Enrolados, fomos até o meu quarto. Lá, emprestei-lhe um roupão de banho bem felpudo. Por mais que ficasse apertado e engraçado por conta do tamanho daquele rapaz, era a única vestimenta que eu tinha para oferecer-lhe.

Também vesti um roupão. Quando olhei para trás, Henrique estava já sentado em minha cama. Cabeça baixa. Mãos entre os joelhos. Não chorava mais, porém o seu olhar estava perdido, e a boca entreaberta.
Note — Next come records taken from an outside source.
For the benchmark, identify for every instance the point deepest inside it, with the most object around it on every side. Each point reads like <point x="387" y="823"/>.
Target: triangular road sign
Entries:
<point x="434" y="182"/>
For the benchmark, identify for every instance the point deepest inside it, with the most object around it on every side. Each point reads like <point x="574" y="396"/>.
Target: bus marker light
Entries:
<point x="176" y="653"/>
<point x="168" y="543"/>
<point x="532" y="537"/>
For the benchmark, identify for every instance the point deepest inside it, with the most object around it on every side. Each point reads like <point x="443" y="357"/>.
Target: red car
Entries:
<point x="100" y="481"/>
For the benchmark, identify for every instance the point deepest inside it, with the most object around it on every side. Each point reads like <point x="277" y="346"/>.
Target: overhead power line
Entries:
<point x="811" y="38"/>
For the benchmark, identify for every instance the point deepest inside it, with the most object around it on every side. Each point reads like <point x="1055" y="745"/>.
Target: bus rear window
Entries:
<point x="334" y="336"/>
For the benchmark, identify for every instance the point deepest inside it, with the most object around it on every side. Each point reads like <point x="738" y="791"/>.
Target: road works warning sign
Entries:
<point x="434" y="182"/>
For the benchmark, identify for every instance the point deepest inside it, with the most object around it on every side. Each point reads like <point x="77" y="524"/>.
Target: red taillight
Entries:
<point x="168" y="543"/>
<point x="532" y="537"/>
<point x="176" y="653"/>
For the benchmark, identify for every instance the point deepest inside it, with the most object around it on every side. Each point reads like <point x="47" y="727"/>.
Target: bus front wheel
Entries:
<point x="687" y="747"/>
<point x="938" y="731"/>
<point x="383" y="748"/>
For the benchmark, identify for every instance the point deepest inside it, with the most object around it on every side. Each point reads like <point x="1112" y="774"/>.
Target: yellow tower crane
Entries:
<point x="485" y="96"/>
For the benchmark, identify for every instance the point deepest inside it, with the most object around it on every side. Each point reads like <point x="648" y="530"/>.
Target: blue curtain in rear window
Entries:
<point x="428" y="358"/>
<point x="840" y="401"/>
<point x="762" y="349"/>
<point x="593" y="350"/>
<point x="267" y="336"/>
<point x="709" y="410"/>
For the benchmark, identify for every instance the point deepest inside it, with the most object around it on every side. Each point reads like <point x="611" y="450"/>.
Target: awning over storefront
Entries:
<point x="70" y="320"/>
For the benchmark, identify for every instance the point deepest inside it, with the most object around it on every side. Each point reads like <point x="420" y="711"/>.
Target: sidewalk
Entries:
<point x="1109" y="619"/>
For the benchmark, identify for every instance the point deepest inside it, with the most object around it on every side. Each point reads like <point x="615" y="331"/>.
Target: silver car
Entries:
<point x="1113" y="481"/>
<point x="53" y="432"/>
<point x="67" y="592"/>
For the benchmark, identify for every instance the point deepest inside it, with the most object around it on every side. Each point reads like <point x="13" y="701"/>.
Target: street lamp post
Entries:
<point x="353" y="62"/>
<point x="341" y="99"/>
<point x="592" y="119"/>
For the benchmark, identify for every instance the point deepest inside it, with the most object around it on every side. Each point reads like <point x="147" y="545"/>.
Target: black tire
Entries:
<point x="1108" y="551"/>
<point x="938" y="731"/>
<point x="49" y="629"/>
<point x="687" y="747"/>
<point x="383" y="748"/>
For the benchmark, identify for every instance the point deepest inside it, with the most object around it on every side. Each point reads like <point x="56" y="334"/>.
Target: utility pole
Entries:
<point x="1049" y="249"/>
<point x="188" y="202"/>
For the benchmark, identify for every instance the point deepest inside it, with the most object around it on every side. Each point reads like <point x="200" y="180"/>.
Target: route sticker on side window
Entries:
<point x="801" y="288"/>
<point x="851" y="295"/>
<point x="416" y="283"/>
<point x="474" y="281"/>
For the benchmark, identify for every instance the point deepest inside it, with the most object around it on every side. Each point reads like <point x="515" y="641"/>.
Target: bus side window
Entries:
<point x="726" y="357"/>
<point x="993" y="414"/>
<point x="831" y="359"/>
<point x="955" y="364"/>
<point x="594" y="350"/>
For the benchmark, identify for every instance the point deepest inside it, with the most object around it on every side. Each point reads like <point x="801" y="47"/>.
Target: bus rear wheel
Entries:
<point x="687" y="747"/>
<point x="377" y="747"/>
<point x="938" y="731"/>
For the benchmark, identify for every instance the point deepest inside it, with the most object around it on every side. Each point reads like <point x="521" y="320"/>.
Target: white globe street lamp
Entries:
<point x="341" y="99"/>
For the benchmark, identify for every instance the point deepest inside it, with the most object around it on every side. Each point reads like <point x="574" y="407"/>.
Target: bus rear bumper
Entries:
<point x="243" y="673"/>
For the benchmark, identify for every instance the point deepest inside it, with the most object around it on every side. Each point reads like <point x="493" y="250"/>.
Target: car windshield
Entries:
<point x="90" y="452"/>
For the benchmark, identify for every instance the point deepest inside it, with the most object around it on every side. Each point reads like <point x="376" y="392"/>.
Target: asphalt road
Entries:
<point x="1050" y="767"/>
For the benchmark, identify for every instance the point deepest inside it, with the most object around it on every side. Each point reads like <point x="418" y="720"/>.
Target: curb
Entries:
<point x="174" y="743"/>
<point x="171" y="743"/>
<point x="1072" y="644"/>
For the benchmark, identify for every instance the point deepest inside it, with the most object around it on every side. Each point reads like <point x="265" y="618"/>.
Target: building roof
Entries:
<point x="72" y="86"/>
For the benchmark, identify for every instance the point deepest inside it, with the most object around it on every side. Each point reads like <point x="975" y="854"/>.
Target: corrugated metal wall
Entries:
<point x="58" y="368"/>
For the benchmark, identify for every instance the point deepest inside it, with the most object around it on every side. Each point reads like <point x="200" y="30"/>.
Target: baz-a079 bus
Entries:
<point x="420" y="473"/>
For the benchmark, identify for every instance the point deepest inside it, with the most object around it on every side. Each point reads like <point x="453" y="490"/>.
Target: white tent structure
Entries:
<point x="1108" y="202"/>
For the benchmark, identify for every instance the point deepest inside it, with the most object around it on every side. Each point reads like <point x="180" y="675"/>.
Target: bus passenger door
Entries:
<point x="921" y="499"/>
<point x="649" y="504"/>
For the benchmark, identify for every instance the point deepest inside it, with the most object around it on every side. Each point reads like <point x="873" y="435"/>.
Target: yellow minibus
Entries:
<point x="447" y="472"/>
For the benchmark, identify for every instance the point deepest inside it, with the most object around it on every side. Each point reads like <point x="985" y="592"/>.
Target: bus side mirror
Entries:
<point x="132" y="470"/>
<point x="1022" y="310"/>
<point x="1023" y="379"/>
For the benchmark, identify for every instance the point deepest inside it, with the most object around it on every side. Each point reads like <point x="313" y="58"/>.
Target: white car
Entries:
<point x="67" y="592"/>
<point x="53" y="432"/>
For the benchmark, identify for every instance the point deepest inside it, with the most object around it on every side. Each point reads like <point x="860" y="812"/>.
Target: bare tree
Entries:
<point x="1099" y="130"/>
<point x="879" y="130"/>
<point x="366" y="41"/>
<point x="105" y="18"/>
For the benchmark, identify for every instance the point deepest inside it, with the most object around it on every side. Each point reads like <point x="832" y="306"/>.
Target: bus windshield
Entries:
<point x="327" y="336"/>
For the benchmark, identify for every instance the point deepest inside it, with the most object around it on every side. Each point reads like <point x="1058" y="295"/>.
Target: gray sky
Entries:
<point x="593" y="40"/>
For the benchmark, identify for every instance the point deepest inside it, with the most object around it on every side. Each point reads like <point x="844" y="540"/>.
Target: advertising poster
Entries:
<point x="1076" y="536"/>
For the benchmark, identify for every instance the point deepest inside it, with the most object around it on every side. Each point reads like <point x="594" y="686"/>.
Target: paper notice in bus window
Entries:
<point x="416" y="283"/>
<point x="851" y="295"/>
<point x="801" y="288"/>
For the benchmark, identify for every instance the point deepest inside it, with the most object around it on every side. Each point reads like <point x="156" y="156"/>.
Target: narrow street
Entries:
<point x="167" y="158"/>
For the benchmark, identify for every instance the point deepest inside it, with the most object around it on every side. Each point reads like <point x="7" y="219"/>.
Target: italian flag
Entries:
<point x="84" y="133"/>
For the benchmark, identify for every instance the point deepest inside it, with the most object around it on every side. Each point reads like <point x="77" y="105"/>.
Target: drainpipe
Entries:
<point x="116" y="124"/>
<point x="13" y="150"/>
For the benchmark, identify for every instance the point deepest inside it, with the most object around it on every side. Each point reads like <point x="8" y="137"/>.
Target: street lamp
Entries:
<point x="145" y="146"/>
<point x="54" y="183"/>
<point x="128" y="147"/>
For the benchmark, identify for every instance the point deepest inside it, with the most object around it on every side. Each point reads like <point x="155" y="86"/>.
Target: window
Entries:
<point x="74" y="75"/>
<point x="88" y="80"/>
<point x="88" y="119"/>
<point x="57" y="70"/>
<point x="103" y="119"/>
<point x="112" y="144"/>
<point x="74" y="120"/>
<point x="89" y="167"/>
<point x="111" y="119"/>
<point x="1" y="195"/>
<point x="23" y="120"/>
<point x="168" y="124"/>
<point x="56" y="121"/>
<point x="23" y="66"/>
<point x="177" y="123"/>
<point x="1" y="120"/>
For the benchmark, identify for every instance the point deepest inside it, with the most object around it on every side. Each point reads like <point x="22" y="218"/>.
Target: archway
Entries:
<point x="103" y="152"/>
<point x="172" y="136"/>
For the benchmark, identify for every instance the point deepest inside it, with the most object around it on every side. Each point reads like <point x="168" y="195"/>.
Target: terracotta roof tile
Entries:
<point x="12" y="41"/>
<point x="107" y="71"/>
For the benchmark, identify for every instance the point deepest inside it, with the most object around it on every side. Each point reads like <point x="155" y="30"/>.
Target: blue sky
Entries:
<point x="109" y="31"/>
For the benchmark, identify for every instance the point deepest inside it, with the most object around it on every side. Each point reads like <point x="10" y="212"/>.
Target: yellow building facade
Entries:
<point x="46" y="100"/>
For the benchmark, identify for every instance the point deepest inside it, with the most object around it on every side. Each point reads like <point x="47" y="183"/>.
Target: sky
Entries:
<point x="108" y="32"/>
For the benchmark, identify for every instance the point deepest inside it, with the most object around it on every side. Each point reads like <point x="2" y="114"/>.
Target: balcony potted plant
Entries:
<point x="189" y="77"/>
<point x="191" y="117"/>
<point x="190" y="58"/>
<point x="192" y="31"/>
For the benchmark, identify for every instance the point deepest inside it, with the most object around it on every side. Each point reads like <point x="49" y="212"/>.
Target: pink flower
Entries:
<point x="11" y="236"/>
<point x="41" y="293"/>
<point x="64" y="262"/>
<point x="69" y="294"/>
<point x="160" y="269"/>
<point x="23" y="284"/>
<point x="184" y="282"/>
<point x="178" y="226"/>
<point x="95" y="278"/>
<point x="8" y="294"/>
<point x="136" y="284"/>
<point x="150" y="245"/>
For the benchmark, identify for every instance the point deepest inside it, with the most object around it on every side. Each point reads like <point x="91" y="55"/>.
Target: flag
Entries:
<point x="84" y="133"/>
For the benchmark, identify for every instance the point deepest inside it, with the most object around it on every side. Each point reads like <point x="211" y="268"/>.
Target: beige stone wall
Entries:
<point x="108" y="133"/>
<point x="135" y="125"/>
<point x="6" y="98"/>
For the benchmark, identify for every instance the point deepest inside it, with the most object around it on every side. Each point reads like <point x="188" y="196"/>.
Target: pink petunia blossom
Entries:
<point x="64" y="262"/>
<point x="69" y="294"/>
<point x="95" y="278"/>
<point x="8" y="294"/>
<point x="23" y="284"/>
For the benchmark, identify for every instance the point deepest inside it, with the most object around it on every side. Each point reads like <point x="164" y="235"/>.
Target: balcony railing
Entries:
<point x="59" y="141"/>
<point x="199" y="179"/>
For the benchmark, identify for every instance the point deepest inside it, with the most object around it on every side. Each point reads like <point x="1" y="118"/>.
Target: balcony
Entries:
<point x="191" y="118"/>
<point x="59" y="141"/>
Fiquei na frente dele. Ele não subiu o olhar.

– Você quer alguma coisa? – questionei.

– Você tem café?

– Só solúvel.

– Odeio café solúvel – suspirou. – Vou querer sem açúcar.

Pouco tempo depois, estava sentada ao seu lado, na beirada de minha cama. Cada um de nós com uma caneca de café. Ele levou o recipiente à boca, bebendo um gole. Fechou os olhos, provavelmente deixando o calor da bebida lhe aquecer o espírito. Respirou fundo, e eu pude ouvir o tremor em sua garganta.

Estávamos olhando para a frente, para o televisor desligado. No meu quarto, havia apenas um abajur ligado na cabeceira da cama. A luz era jogada em nossas costas, projetando nossas sombras e silhuetas escuras na tela da TV.

– Ele quase me matou – disse Henrique, rompendo o silêncio. – Ele me viu chegar em casa, deu um murro, me jogou no chão, me chutou na barriga.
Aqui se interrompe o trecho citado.